Encouragement works for teaching converts, too. Socorro Tapetillo, a first-grade teacher at Chandler's Galveston Elementary School, never meant to be a teacher - she just wanted to volunteer at Galveston while taking a break from her accounting career after her fourth child was born.

Instead, Galveston offered her jobs, first as a classroom aide and later working with parents.

A teacher and the principal encouraged her to get her teaching certificate, so she enrolled in a program that let her earn it while she worked.

"If it hadn't been for all the encouragement saying, 'I could do it,' I probably would have returned to accounting," Tapetillo said.

Tapetillo said her background helps her connect with her class, many of whom come from Spanish-speaking families.

In other cases, it's a different culture that brings more to the classroom. Math teacher Michael Tsorin, of Coronado High School in the Scottsdale district, was born in Russia and lived in Italy briefly before moving to Chicago when he was 9.

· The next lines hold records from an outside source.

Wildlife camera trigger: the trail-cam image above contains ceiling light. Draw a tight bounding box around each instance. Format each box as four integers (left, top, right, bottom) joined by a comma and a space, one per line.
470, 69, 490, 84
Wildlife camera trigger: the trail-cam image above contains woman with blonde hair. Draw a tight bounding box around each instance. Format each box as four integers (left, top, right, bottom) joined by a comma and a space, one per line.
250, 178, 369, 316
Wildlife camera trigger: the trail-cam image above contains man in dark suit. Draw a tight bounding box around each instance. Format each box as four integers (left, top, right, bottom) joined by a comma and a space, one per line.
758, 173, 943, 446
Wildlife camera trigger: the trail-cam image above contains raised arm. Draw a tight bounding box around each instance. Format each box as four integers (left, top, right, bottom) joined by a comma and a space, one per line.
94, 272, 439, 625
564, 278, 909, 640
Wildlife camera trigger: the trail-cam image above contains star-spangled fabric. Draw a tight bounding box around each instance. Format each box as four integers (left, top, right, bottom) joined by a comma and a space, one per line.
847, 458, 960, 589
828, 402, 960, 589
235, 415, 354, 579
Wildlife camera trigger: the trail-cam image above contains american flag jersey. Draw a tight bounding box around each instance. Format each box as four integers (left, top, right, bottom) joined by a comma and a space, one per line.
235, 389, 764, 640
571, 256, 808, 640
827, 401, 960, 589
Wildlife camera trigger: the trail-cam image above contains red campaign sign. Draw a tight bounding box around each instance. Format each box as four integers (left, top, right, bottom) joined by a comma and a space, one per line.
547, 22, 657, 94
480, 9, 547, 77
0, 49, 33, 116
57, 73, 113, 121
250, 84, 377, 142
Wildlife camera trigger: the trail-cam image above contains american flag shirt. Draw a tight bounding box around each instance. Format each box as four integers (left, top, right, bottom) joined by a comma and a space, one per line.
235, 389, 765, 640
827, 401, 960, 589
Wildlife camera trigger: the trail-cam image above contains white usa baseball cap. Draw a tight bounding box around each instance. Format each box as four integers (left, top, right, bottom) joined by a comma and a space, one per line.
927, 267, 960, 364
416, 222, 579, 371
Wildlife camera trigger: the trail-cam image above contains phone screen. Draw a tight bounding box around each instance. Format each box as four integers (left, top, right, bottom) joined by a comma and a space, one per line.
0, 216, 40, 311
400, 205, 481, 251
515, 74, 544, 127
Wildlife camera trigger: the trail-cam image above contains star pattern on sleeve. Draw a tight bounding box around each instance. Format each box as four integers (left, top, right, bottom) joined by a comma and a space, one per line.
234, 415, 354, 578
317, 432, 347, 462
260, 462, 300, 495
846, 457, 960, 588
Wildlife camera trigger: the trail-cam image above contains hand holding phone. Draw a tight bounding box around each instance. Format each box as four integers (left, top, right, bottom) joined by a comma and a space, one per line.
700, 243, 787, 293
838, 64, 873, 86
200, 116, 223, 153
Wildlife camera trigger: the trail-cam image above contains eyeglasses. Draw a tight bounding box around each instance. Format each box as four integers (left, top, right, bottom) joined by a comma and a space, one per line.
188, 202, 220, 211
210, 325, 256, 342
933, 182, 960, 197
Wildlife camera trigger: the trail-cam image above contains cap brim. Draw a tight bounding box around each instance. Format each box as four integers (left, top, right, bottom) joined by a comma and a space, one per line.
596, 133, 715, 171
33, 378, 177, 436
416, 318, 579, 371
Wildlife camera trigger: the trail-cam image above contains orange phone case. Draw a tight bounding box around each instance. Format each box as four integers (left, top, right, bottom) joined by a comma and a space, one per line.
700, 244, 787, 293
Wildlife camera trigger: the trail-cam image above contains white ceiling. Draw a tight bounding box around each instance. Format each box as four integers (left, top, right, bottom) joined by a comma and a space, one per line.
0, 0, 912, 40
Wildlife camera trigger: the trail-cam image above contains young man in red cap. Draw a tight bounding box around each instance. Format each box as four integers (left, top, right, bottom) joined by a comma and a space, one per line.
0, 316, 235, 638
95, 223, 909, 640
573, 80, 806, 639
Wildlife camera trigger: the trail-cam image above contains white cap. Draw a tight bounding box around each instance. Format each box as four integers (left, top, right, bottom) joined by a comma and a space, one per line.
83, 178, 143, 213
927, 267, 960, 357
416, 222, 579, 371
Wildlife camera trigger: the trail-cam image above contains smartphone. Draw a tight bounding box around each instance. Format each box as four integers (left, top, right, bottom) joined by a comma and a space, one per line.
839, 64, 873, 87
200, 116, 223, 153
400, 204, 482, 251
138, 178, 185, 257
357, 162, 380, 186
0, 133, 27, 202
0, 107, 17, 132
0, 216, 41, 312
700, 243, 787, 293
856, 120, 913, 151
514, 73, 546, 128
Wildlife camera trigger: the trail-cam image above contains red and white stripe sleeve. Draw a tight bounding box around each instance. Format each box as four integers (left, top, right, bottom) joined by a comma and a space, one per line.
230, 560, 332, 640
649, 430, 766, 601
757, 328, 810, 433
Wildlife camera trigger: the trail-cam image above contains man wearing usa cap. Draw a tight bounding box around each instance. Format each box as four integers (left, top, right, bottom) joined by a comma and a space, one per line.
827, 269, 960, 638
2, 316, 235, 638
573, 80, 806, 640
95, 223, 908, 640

"When we have discussions about how the economy works and how businesses work, I can bring some additional perspective," Tsorin said. "I differentiate between different systems from personal experience, not just reading about it."

Tsorin is also Coronado's soccer coach. Even though most of his players are Hispanic, his European background helps him connect with them on a different level.

"Most of their favorite teams are in Europe," Tsorin said. "Some of them have aspirations of playing professionally. Some of the things they've seen on TV, I've seen that in person."

Teachers and districts agree that as important as diversity is, qualifications trump everything.

"Good teaching is good teaching. I don't think you have to be a minority to teach kids from a minority background," Tapetillo said. "I don't think being a minority helps me in the teaching aspect - it's more the comforting, the understanding."

And she serves one other function.

"I'm a role model," she said. "(My students) do express an interest in teaching."